9. A slide that sets forth your company’s competitive strategy in drones in some detail and how that strategy has evolved over the years. Again, more than one slide may be needed if your company’s strategy in drones varies markedly from one geographic region to another, such that your company is pursuing a meaningfully different competitive strategy in some regions versus others.
10. A slide describing your company’s production strategy (as concerns use of overtime, outsourcing, and expansion of in-house assembly capacity) and workforce compensation/ training strategy.
11. A slide describing your company’s finance strategy (as concerns dividends, use of debt versus equity, stock issues/repurchases, actions to achieve/maintain a strong credit rating, etc.) You should clearly describe your company’s dividend policy during the period you have managed the company. Here, you should also set forth what sort of dividend increases, if any, you would likely consider paying out in the next two upcoming years (given the EPS targets you have established).
12. A slide showing (1) those companies you consider to be your strongest/closest competitors in entry-level cameras as of the last year or two of the simulation and (2) those companies that are your strongest/closest competitors in the drone segment of the marketplace.

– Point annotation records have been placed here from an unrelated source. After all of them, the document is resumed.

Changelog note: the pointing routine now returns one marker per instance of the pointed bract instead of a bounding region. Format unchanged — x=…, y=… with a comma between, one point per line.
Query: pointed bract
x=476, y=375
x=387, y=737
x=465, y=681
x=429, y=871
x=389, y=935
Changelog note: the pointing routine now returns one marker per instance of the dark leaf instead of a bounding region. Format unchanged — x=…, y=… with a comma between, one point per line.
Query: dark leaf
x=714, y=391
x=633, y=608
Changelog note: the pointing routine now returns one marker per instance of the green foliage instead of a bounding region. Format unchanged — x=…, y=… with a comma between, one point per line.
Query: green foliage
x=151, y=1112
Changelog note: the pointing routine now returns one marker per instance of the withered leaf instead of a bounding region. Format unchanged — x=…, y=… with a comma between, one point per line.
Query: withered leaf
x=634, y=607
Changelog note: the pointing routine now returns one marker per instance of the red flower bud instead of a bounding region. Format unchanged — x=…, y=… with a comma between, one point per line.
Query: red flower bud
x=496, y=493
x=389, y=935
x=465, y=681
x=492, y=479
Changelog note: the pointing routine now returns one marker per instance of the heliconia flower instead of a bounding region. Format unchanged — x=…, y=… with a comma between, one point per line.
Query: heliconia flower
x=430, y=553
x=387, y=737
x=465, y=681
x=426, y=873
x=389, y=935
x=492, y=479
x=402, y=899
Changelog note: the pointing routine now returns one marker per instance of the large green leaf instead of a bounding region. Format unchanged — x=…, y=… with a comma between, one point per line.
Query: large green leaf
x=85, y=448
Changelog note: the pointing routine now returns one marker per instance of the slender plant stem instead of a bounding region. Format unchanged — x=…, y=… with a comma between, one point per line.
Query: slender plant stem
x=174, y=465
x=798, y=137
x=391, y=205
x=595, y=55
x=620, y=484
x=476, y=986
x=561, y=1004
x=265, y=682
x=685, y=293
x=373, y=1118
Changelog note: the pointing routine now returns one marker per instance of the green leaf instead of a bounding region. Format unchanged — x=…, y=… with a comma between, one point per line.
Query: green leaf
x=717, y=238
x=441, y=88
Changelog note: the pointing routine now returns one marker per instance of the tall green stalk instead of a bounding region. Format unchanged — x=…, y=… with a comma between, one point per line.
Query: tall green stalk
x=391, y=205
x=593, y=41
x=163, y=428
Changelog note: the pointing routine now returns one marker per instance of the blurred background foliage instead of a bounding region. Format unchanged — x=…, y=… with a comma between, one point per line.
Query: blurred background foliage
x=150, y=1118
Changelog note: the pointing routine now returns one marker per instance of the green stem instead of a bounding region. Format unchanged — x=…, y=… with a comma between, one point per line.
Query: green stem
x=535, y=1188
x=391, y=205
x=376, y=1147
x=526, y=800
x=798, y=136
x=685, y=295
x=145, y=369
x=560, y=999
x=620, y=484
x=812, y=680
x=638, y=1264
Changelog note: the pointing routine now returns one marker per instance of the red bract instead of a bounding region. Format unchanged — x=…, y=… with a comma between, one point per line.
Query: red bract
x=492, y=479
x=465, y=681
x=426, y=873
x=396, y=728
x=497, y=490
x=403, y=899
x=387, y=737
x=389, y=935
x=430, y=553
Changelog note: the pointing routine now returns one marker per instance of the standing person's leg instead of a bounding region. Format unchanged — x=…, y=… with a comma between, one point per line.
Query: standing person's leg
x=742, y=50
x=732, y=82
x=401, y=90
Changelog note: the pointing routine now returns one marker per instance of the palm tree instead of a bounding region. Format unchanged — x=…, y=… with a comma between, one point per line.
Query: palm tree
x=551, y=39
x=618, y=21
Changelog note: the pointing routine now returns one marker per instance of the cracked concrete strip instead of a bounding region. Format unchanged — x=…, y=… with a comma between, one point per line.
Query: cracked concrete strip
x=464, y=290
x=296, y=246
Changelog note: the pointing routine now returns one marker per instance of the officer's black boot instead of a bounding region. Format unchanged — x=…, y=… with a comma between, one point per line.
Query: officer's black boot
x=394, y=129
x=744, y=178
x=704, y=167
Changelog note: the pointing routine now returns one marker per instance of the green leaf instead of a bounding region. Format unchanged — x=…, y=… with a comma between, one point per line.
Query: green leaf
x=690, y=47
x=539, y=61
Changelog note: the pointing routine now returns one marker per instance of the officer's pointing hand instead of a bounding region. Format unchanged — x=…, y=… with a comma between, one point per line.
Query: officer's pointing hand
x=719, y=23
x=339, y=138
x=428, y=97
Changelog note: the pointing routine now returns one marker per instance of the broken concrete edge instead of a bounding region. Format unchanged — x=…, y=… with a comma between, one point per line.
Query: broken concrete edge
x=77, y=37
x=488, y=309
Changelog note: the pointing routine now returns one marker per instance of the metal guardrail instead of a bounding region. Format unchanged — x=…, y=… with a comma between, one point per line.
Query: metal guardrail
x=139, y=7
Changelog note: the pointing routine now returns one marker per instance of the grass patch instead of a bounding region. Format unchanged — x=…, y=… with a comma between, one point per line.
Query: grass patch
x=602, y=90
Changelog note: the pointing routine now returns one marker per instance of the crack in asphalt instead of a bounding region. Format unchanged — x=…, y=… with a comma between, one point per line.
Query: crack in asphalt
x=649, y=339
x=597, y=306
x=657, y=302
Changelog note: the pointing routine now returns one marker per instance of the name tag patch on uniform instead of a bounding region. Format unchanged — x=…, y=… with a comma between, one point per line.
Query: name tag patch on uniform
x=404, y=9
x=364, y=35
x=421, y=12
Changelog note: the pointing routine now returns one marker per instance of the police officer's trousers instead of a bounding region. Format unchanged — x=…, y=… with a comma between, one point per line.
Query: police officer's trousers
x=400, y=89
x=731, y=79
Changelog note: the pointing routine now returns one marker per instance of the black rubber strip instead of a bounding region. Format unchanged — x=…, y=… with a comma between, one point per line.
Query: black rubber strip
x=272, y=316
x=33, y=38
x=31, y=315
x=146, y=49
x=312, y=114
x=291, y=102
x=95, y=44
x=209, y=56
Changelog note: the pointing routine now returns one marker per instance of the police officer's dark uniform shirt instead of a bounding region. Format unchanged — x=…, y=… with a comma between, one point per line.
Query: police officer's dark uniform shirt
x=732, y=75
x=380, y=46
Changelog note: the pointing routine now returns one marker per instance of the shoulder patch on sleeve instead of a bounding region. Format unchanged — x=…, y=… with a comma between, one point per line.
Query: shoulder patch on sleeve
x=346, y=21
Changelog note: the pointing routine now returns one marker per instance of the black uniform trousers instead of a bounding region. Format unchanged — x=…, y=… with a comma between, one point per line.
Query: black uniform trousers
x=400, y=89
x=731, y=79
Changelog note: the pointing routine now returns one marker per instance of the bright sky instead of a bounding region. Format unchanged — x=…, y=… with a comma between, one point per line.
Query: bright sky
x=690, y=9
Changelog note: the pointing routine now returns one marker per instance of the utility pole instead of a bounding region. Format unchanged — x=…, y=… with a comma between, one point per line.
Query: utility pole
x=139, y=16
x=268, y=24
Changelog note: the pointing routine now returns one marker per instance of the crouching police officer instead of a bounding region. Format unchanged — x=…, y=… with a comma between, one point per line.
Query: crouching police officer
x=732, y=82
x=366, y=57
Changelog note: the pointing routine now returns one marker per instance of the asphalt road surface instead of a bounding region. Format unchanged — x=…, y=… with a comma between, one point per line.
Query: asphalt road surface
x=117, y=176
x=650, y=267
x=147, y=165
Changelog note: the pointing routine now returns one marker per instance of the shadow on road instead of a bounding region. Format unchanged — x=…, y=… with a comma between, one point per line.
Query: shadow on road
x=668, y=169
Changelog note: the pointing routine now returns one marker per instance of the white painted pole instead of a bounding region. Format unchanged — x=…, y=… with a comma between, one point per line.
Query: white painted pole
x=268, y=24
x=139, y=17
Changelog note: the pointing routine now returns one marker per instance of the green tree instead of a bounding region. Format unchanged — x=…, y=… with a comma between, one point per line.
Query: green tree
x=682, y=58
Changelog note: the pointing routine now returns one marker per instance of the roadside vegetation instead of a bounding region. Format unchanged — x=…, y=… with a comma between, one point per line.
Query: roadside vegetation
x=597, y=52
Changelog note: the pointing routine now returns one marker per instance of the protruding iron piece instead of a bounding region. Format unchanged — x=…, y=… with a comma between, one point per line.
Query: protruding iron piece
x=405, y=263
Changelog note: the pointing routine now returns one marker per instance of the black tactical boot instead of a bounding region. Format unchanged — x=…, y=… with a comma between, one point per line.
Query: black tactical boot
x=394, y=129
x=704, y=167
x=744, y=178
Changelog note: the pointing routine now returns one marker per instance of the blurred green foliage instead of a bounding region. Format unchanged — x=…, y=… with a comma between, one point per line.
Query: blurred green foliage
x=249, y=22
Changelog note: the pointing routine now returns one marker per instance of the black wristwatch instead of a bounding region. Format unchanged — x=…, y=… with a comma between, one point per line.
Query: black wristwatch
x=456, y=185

13. One or more slides detailing the actions you would take to out-compete these close rivals in the next two years (assuming the simulation continues for several more years). Since the actions may differ as between entry-level and drones, you may well need 2 slides here.
14. A set of slides detailing the “lessons learned” about crafting a winning strategy and about what the managers of a company should or should not do for a company to be financially and competitively successful in a head-to-head battle against shrewdly-managed rival companies.
You should, of course, adjust the content of your presentation to conform to whatever topical outline that your instructor specifies. Thus, depending on what your instructor tells you about what items to address in your presentation, you may need to add slides covering other topics or delete coverage of some of the above-suggested topics.